Among those newly naturalized citizens was the Al Alwachi family, four individuals who came to the U.S. from war-torn Baghdad, Iraq.
Alalwachi Foud Abdulhussein was the first in his family to pursue citizenship. With the assistance of the Detroit New Americans Campaign and the International Institute of Metropolitan Detroit (IIMD), the local lead organization, Foud Abdulhussein successfully completed the naturalization process and enrolled in IIMD’s 10-week citizenship course. The course, run in conjunction with U.S. Citizenship and Immigration Services, prepared Foud for his citizenship test.
Foud’s experience with the citizenship process inspired his family to follow suit. Soon, Foud’s wife, Amel Mohammed Abdulmajed, and two daughters, Amel and Farah, applied and passed their citizenship exams.
The Al Alawachi family came to the U.S. to pursue greater safety, security and opportunities, like attending college. However, they felt that their freedoms were limited as lawful permanent residents. By becoming U.S. citizens, they could gain full access to the value and benefits that citizenship offers.
“I chose the United States rather than any other place in the world because I believe in this country’s values,” said Farah, 33, who is currently studying civil engineering at Wayne State University. “We all come here for freedom.”

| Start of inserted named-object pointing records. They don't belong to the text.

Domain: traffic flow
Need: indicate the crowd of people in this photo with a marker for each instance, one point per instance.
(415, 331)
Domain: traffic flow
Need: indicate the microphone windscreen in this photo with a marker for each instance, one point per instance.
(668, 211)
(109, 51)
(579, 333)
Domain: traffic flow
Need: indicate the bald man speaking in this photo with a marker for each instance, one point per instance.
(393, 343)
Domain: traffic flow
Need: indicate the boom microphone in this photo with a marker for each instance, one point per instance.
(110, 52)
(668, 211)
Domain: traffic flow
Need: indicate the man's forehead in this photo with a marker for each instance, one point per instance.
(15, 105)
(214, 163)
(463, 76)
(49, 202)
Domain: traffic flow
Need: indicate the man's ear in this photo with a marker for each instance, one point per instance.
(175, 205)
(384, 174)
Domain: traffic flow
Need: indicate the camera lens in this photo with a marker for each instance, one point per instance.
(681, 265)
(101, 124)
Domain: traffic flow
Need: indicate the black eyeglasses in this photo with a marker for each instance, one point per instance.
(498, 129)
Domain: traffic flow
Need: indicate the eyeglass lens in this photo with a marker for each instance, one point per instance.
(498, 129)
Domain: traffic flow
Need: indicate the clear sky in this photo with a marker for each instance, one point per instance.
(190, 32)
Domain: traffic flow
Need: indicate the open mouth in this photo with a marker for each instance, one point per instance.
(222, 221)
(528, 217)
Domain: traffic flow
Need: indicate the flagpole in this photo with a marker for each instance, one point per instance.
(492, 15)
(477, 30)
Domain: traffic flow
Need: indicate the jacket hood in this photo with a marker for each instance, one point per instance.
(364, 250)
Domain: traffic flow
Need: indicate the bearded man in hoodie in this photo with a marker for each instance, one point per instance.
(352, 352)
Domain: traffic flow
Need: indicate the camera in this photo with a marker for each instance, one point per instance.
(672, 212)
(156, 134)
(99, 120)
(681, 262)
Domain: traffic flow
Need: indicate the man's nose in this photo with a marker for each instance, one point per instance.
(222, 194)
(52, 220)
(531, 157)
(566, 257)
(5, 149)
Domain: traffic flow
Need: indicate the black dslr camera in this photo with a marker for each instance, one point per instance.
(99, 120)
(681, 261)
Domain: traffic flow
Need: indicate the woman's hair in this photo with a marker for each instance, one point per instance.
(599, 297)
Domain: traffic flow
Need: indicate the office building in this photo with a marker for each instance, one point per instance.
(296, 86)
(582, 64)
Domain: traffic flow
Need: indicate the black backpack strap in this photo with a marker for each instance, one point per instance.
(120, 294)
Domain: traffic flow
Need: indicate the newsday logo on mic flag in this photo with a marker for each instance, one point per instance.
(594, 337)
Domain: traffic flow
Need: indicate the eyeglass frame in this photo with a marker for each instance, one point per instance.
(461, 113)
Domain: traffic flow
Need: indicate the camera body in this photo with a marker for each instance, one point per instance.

On May 20, the Al Alawachi family became U.S. citizens at the City Municipal Complex in Detroit. After the ceremony, they posed for a photograph together to commemorate their achievement. In the picture above, Farah (center) holds her Citizenship Certificate and poses next to her father, Foud Abdulhussein (left) and her younger sister, Amel (right), along with the Wojciech Zolnowski (far left), Executive Director of the International Institute of Metropolitan Detroit and Robert Sullivan (far right) the Director of Career Development at the International Institute of Metropolitan Detroit.